Can you maybe precise how you build with nvcc ? You compile with nim cpp example.nim and then you use nvcc on the generated C++ files ?
What generation of Graphics card do you have ? Which version of cuda do you use ? Have you tried to use cuda-gdb ?
Since the post is quite old, I guess you may have also asked on the Discord/IRC/Matrix/... chat. Did you get any progress on it since then?
I guess only two-three people in the Nim community can answer you on Nvidia GPU related questions :(
So it was like 5 years ago that I played with cudaLaunchkernel but i couldn't make it work.
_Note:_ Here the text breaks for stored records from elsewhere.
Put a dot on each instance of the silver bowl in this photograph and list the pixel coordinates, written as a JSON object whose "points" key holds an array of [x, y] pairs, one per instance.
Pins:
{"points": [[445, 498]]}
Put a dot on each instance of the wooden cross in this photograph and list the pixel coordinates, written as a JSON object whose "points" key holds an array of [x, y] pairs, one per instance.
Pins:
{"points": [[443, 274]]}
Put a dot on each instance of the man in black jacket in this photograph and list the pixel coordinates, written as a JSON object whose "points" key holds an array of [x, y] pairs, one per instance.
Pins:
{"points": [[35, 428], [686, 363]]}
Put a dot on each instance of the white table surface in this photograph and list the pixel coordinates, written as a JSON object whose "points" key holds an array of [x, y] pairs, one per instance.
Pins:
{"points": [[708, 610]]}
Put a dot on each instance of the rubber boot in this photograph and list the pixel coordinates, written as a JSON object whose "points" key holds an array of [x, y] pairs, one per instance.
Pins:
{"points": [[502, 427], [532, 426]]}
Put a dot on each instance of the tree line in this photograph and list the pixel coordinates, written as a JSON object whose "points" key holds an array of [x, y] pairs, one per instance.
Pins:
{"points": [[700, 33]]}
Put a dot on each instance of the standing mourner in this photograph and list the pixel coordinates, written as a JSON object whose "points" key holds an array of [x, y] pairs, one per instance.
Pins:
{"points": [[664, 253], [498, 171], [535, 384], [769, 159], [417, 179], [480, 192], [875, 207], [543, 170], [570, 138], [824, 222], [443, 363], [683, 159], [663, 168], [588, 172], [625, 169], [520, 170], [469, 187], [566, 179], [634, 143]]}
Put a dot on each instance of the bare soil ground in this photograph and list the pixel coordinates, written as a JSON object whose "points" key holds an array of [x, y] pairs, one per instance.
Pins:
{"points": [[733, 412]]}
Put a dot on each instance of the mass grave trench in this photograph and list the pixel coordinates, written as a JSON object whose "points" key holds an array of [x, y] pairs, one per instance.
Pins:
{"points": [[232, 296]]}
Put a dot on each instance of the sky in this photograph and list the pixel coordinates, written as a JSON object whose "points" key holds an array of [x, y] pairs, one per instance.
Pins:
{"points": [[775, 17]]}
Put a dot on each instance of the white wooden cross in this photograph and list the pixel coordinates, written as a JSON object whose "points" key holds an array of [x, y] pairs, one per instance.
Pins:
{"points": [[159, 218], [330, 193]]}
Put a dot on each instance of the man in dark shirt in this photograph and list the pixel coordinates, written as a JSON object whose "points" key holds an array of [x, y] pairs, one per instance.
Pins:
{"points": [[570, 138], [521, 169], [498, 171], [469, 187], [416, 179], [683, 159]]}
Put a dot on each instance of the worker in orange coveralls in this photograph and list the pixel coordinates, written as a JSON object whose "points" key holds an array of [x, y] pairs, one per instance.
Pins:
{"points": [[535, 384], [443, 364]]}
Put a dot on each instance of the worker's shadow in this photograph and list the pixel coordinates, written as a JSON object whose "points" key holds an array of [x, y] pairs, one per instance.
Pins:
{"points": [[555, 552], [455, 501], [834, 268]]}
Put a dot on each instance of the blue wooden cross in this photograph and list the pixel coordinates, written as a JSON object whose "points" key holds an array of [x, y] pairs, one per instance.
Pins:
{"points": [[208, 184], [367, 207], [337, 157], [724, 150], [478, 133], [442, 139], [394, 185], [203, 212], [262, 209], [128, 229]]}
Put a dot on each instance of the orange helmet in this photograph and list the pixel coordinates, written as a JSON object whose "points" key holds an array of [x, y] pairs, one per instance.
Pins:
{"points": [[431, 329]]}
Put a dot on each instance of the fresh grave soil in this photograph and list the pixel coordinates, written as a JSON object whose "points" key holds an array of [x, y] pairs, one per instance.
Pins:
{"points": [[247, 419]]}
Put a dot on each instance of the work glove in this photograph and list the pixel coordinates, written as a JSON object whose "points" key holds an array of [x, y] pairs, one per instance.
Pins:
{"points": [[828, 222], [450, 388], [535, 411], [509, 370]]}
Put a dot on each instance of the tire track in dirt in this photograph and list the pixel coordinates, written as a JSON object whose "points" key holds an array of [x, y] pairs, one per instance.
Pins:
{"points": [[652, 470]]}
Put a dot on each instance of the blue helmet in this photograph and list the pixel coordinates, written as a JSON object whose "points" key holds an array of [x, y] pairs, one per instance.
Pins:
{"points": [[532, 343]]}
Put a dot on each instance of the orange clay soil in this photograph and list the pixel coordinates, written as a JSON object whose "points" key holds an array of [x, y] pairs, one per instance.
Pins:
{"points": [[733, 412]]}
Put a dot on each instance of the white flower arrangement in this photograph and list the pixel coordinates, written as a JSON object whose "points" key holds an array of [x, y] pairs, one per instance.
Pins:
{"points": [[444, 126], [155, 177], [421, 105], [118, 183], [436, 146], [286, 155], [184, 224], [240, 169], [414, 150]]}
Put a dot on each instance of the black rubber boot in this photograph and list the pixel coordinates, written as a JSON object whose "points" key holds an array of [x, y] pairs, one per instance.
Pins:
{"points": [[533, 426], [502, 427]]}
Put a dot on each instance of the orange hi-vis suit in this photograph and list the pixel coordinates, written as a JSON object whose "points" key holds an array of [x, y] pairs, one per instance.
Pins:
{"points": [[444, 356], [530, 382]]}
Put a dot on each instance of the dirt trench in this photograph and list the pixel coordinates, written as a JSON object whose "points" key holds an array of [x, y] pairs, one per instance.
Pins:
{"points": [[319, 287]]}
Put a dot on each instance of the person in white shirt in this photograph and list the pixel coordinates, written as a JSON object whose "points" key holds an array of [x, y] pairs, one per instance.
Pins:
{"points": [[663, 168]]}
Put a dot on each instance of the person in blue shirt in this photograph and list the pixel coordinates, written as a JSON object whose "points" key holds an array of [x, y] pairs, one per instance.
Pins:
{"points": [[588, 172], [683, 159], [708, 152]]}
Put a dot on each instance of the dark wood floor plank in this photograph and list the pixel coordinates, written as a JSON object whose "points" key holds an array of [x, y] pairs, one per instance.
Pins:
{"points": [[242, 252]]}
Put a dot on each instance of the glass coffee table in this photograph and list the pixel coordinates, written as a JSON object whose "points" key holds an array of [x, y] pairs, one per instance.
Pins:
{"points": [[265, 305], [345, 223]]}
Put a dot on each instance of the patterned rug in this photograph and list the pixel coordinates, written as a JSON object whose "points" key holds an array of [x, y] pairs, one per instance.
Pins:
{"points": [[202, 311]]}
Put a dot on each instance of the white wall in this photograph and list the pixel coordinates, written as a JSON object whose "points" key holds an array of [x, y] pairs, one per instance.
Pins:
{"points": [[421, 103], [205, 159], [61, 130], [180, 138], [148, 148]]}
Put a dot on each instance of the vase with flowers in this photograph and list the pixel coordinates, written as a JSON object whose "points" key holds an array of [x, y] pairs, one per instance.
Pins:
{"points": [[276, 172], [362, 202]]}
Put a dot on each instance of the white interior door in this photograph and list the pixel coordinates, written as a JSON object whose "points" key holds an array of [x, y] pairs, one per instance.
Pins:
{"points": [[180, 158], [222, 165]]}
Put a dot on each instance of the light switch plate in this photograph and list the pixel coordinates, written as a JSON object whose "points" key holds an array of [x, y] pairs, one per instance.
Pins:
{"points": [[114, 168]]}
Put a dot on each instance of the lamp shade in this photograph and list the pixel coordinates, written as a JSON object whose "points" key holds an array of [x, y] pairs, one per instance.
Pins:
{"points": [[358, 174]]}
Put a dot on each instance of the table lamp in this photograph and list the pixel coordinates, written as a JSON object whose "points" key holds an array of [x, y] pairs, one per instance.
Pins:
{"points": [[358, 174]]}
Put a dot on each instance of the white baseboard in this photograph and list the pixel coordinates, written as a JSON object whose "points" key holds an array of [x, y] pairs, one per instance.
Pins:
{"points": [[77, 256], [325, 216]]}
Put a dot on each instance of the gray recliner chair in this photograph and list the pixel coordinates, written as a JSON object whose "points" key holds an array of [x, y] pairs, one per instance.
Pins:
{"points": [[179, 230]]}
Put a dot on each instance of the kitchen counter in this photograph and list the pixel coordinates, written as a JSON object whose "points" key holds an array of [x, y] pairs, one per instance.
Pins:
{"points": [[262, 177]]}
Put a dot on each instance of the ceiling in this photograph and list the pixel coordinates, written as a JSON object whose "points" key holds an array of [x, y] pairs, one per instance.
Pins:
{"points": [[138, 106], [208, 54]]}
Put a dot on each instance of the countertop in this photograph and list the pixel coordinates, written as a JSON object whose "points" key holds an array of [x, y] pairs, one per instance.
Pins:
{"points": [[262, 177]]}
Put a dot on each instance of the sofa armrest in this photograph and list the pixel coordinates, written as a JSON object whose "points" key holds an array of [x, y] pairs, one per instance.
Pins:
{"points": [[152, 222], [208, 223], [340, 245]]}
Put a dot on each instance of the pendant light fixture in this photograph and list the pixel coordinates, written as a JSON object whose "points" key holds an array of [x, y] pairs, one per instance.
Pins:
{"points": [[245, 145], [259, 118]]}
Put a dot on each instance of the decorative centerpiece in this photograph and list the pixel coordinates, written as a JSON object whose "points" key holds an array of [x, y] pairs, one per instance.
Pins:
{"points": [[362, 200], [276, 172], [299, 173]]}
This worked though: https://github.com/jcosborn/cudanim/blob/338be782104af887521f7d6a6c09ea19ed0b86c3/cuda.nim#L104-L120
but the rest of the codebase went over my head at the time, it's basically a compiler to generate Nim code that is so stripped (for example of nnkHiddenDeref) that it's also valid Cuda code.